Over time the PNG LNG project would more than double the country’s GDP.
At the close of trade on Tuesday Oil Search shares were three cents, or 0.42 per cent, lower at $7.16 after the company posted a net profit of $US107.5 million ($A103.34 million) for the six months to June 30, down six per cent from $114.5 million in the previous corresponding period.
Higher exploration costs were the main reason for the drop in profit, with production down slightly from the previous first half, but sales revenue higher.
The company suspended operations at its Kumul Marine Terminal in PNG, after a minor oil spill during the loading of an oil tanker in July which affected production.
Mr Botten added that the company’s plans to sell down a stake of the Gulf of Papua project were progressing, and an announcement would be made in around next month.

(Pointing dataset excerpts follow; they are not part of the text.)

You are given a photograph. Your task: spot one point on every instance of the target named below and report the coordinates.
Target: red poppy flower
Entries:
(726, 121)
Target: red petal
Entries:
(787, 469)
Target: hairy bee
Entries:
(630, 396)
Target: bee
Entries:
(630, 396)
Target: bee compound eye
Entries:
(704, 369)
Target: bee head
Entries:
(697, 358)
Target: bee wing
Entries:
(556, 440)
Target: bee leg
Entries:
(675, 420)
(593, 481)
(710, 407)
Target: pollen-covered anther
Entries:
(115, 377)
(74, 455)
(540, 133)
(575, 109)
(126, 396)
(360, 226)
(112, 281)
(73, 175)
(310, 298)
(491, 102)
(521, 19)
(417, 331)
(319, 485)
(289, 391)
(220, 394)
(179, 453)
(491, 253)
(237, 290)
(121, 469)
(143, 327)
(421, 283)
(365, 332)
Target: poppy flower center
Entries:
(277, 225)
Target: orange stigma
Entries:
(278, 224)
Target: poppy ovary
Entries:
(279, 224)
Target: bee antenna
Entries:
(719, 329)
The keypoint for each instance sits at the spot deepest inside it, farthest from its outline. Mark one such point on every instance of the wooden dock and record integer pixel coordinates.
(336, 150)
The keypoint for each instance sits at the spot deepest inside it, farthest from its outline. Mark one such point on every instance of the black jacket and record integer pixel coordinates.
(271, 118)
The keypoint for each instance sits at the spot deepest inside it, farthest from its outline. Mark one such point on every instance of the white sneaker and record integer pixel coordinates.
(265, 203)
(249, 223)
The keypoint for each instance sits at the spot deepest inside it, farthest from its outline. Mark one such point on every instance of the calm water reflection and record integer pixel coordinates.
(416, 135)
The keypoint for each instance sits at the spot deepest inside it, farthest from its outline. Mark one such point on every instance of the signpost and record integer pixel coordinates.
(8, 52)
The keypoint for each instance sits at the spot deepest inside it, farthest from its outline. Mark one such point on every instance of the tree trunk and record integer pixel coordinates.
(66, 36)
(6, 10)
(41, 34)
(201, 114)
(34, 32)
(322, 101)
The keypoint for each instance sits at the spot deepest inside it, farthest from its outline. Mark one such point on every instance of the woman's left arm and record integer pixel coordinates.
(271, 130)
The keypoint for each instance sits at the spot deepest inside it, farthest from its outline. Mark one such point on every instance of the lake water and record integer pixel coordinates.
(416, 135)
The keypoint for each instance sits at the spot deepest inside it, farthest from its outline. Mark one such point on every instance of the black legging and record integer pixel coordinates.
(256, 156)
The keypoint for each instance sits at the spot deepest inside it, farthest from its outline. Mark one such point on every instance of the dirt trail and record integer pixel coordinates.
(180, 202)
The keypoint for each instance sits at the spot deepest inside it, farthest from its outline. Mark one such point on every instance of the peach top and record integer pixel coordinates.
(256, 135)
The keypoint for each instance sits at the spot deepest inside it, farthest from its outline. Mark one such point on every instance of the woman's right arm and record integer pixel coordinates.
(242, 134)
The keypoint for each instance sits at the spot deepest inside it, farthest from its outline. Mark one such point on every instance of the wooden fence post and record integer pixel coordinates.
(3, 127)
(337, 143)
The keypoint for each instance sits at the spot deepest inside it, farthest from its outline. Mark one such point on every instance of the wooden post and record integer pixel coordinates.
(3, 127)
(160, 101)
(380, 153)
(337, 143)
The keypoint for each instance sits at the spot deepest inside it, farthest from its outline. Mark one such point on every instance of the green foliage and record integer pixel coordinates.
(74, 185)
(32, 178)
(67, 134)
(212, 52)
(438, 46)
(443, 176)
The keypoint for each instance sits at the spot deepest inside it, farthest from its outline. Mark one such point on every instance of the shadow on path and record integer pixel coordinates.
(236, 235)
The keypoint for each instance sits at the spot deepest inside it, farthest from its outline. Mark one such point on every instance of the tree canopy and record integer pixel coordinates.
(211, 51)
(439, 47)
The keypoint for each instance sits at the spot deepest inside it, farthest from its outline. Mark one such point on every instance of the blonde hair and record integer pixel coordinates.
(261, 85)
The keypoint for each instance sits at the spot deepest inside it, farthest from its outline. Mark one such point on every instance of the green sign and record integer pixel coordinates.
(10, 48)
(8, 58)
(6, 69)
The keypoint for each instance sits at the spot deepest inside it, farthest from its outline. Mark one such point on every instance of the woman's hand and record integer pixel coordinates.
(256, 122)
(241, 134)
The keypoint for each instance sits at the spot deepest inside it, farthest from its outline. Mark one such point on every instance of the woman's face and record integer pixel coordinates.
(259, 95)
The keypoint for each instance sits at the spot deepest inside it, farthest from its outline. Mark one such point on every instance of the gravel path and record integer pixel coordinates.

Over the next 12 to 18 months Oil Search will conduct a review into how to reward shareholders through both capital growth and returns as the company grew rapidly.
Oil Search has around $850 million in cash as it refinances its corporate debt facility as offers were received for more than $US500 million ($A480.65 million).
Oil Search declared an interim dividend of two US cents per share, in line with the previous year’s interim dividend.
Patersons analyst Alexis Clark said despite the recent halt to production, the company had managed to maintain its guidance and its PNG project remained on track.
“The company’s targets are mostly in line with consensus estimates,” Mr Clark said.